We are therefore talking about the redundancy of two ProTools systems with signals sent to two separate switches and two separate Prodigy.MPs, each of which can handle both the Main and the backup ProTools. By then connecting the Dante card of the Yamaha mixer to the two Dante switches, a coherent redundancy system was obtained with precise management of the primary and secondary signals.
The two Prodigy.MPThe s were also linked together via a two-way coaxial MADI signal which, if something went wrong in one of the two ProTools, still allowed the system to go through Dante’s secondary port.

During the webinar, Luca analyzed all possible error cases and explains in detail how the Dante signal patch was split and executed within the two Prodigy.MPs, as well as a simulation of the setup and operation of the system from the redundancy management point of view.

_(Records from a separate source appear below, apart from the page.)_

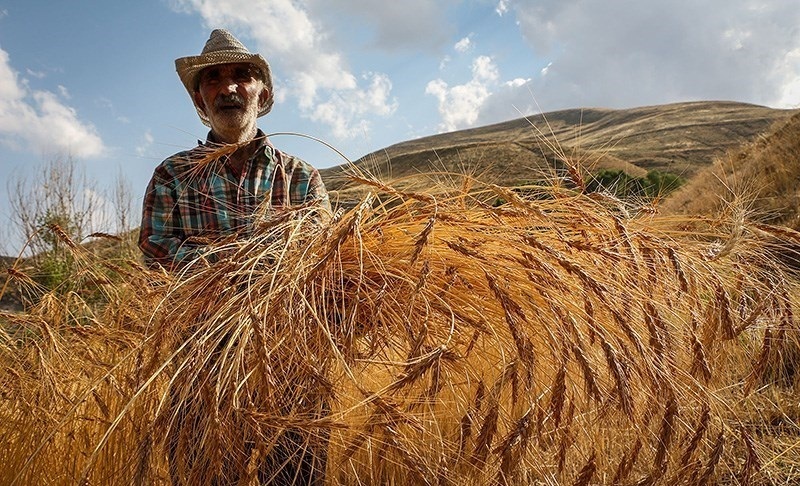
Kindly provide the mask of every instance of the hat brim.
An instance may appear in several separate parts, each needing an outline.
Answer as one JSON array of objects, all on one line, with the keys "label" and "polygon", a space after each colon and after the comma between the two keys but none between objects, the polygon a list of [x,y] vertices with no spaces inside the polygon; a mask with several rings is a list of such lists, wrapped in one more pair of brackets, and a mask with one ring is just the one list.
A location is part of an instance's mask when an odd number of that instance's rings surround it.
[{"label": "hat brim", "polygon": [[206,126],[211,126],[211,121],[205,113],[203,113],[194,101],[194,93],[198,86],[198,76],[200,72],[211,66],[218,66],[220,64],[231,64],[238,62],[246,62],[253,64],[264,73],[264,89],[269,92],[267,101],[258,116],[264,116],[272,110],[272,105],[275,102],[272,92],[272,71],[269,68],[269,63],[266,59],[261,57],[260,54],[249,54],[238,51],[216,51],[208,54],[201,54],[199,56],[181,57],[175,60],[175,70],[178,72],[178,77],[181,79],[186,92],[189,93],[189,98],[197,110],[197,116],[200,121]]}]

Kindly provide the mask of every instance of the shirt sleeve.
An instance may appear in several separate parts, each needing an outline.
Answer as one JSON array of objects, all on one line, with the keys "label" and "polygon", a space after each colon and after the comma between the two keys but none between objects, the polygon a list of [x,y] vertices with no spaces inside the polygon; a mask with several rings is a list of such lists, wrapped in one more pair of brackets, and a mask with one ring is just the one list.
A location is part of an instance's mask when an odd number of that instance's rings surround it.
[{"label": "shirt sleeve", "polygon": [[184,242],[176,191],[175,178],[158,167],[147,185],[139,229],[139,249],[150,267],[173,269],[202,253],[201,246]]},{"label": "shirt sleeve", "polygon": [[298,157],[286,155],[277,150],[275,153],[285,171],[285,182],[281,188],[273,187],[273,192],[277,195],[285,194],[288,206],[313,204],[318,209],[317,213],[320,216],[330,216],[332,214],[331,200],[319,171]]}]

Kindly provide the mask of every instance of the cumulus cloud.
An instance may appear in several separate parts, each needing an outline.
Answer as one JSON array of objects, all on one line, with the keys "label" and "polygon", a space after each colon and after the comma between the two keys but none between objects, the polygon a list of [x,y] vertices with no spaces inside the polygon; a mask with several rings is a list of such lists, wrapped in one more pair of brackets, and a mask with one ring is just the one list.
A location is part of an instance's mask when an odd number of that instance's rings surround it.
[{"label": "cumulus cloud", "polygon": [[514,78],[498,83],[481,106],[475,125],[488,125],[543,111],[536,102],[532,86],[532,78]]},{"label": "cumulus cloud", "polygon": [[800,108],[800,46],[786,53],[776,76],[781,80],[776,106]]},{"label": "cumulus cloud", "polygon": [[551,61],[546,76],[519,95],[532,91],[549,109],[800,102],[794,0],[516,0],[509,7],[536,55]]},{"label": "cumulus cloud", "polygon": [[473,126],[498,78],[492,58],[479,56],[472,62],[472,79],[468,82],[455,86],[449,86],[442,79],[429,82],[425,93],[439,102],[439,115],[442,117],[439,129],[452,131]]},{"label": "cumulus cloud", "polygon": [[[385,82],[386,75],[373,75],[361,79],[366,86],[359,84],[345,57],[330,45],[329,36],[304,5],[291,0],[173,1],[176,8],[199,13],[209,26],[224,26],[254,39],[256,46],[251,49],[269,53],[269,61],[280,67],[276,90],[285,93],[279,92],[279,101],[296,99],[304,116],[328,124],[336,136],[363,132],[369,116],[394,111],[396,101],[383,91],[391,89],[391,83]],[[355,105],[345,106],[345,100]],[[333,113],[334,109],[340,111]]]},{"label": "cumulus cloud", "polygon": [[461,52],[461,53],[467,52],[470,49],[470,47],[472,47],[471,37],[472,37],[471,35],[468,35],[467,37],[464,37],[460,41],[456,42],[456,45],[454,47],[456,52]]},{"label": "cumulus cloud", "polygon": [[330,126],[333,135],[340,139],[368,135],[370,124],[363,117],[370,113],[391,115],[397,109],[397,102],[390,100],[392,83],[386,75],[370,73],[364,79],[369,82],[365,89],[344,91],[317,104],[311,118]]},{"label": "cumulus cloud", "polygon": [[0,143],[29,151],[63,151],[75,157],[93,157],[105,150],[94,126],[78,118],[62,97],[33,90],[12,69],[8,53],[0,49]]}]

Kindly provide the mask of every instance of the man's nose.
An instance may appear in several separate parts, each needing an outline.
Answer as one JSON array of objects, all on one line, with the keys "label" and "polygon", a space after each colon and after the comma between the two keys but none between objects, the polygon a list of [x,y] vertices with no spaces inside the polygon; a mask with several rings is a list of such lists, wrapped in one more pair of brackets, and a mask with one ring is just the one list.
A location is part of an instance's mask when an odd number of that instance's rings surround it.
[{"label": "man's nose", "polygon": [[224,86],[225,86],[225,91],[227,91],[228,93],[235,93],[236,90],[239,88],[239,85],[232,80],[226,81]]}]

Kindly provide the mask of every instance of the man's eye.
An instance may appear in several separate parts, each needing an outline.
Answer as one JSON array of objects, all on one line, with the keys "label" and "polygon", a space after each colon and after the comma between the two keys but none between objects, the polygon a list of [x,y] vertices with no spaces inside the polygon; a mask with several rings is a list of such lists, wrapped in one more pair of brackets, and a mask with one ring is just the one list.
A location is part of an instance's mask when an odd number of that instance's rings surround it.
[{"label": "man's eye", "polygon": [[250,73],[249,69],[237,69],[233,72],[233,77],[237,81],[249,81],[253,75]]},{"label": "man's eye", "polygon": [[219,70],[212,69],[203,73],[203,82],[209,83],[219,80]]}]

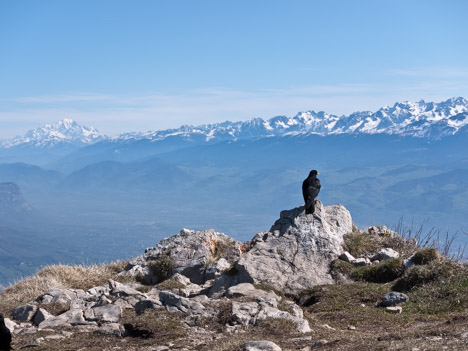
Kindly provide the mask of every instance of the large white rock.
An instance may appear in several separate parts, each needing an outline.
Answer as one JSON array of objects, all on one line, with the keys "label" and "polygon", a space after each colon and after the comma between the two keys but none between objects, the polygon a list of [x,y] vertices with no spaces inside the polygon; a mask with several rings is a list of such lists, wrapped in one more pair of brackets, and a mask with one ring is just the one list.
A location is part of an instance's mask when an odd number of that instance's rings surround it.
[{"label": "large white rock", "polygon": [[[194,231],[182,229],[180,234],[161,240],[156,247],[147,248],[145,253],[130,261],[127,274],[142,276],[148,283],[158,283],[164,277],[158,277],[151,269],[151,262],[167,255],[172,268],[169,275],[180,273],[190,279],[192,283],[203,284],[212,279],[213,272],[206,275],[206,268],[219,255],[223,247],[223,257],[227,262],[234,262],[240,255],[241,243],[229,236],[215,232],[212,229]],[[219,258],[219,257],[218,257]]]},{"label": "large white rock", "polygon": [[343,252],[343,235],[352,231],[351,214],[343,205],[282,211],[269,232],[252,240],[250,251],[236,263],[239,281],[267,284],[286,293],[333,283],[330,262]]},{"label": "large white rock", "polygon": [[260,302],[236,302],[232,303],[232,321],[242,325],[256,325],[258,321],[265,319],[285,319],[296,325],[300,333],[311,331],[309,322],[302,317],[297,317],[289,312],[281,311],[267,301]]}]

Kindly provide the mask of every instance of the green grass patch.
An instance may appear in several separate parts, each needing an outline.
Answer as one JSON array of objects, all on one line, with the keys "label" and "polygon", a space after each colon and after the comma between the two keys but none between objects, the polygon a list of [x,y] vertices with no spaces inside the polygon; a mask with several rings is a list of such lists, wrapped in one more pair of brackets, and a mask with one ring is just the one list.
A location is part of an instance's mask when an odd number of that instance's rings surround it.
[{"label": "green grass patch", "polygon": [[337,274],[339,273],[349,277],[355,269],[356,267],[354,267],[352,263],[340,259],[333,260],[330,264],[330,271],[333,276],[337,276]]},{"label": "green grass patch", "polygon": [[392,258],[376,265],[356,268],[351,277],[355,280],[372,283],[387,283],[400,277],[404,271],[403,260]]},{"label": "green grass patch", "polygon": [[402,281],[410,283],[407,305],[413,312],[440,315],[468,310],[467,264],[443,262],[415,266],[395,285]]}]

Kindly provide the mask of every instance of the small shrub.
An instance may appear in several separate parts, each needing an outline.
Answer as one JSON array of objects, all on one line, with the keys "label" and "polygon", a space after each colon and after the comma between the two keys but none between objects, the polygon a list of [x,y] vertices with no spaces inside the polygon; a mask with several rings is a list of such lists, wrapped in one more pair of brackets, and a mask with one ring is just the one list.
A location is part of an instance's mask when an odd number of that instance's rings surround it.
[{"label": "small shrub", "polygon": [[404,271],[403,260],[392,258],[376,265],[356,268],[351,277],[372,283],[387,283],[400,277]]},{"label": "small shrub", "polygon": [[167,279],[159,283],[158,285],[156,285],[156,287],[161,290],[172,290],[172,289],[183,289],[185,288],[185,285],[176,280]]},{"label": "small shrub", "polygon": [[232,320],[232,302],[223,301],[217,305],[218,310],[218,321],[221,324],[228,324]]},{"label": "small shrub", "polygon": [[231,245],[231,243],[228,240],[218,240],[216,242],[214,253],[213,253],[214,261],[217,261],[221,257],[223,257],[229,245]]},{"label": "small shrub", "polygon": [[153,274],[157,277],[157,280],[161,282],[172,275],[172,267],[174,263],[172,262],[169,254],[162,254],[157,259],[150,261],[148,265]]},{"label": "small shrub", "polygon": [[439,260],[439,253],[432,247],[427,247],[416,251],[411,261],[415,264],[423,265]]}]

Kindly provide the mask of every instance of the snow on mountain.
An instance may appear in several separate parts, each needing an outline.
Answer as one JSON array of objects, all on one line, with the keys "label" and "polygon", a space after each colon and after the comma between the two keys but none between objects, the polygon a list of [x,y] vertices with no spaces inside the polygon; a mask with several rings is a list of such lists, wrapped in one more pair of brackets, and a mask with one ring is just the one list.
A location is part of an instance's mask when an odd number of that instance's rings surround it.
[{"label": "snow on mountain", "polygon": [[158,141],[166,138],[217,142],[285,135],[361,133],[386,133],[440,139],[457,133],[467,125],[468,101],[458,97],[440,103],[424,100],[397,102],[393,106],[382,107],[376,112],[354,112],[349,116],[336,116],[324,111],[304,111],[293,117],[276,116],[268,120],[253,118],[244,122],[226,121],[200,126],[183,125],[174,129],[125,133],[113,138],[100,134],[92,127],[82,127],[70,119],[64,119],[56,124],[48,124],[29,131],[23,137],[0,141],[0,145],[12,147],[29,144],[46,147],[58,143],[86,145],[102,140],[119,143],[135,140]]},{"label": "snow on mountain", "polygon": [[106,139],[94,127],[83,127],[71,119],[64,119],[54,124],[46,124],[28,131],[24,136],[0,141],[0,145],[10,148],[19,145],[51,147],[57,144],[83,146]]},{"label": "snow on mountain", "polygon": [[177,129],[123,134],[114,140],[162,140],[171,136],[187,140],[204,137],[206,142],[299,134],[399,134],[439,139],[468,125],[468,101],[462,97],[440,103],[397,102],[376,112],[354,112],[336,116],[324,111],[299,112],[294,117],[254,118],[245,122],[223,122]]}]

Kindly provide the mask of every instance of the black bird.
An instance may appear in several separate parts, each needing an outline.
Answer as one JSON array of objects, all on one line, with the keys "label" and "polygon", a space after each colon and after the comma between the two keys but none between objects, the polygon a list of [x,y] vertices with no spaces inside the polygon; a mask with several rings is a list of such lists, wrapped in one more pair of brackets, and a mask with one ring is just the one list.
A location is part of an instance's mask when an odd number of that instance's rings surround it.
[{"label": "black bird", "polygon": [[5,317],[0,313],[0,351],[10,351],[11,348],[11,333],[5,325]]},{"label": "black bird", "polygon": [[315,211],[315,198],[320,192],[320,180],[317,178],[320,174],[315,169],[310,171],[309,176],[302,183],[302,196],[304,196],[306,214],[313,214]]}]

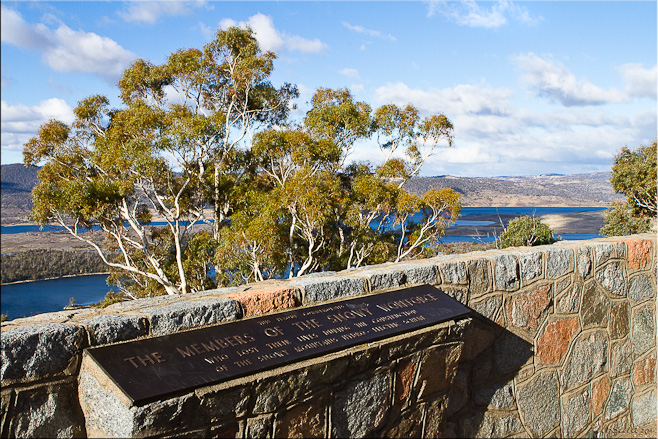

A particular role had the mp-1, called Backup mix and useful in case of problem with the Yamaha console. In fact, the mp-1 took the signal from Pro Tools redundantly, with the analog microphones split into analog and mp-2. If something went wrong, it was enough to set the machine’s internal dsp to be ready to act as a mixer, with a setting that was an exact replica of the mix set on the main mixer.

The mp-1 backup mix

Thus, in the event of a problem with the main console, it was possible to recall a global snapshot via globcon which contained all of the local snapshots of the three in-game devices (mp-1, mp-2 and mp-3). Inside globcon a standard snapshot has been created which recalls the initial operation and two other snapshots which can be recalled in the event of failure on the Yamaha console or the Yamaha console and the mp-1.

Global snapshots created on globcon

An additional level of “bad luck” could have been the shutdown of the mp-2. In this case, agreed with UEFA and without any manual intervention, everything would have become analog except for the flows coming from the field.

Precise, reliable and well thought-out work, thanks above all to the professionals present who were able to make the most of the functionalities offered by the DirectOut devices and the globcon management software.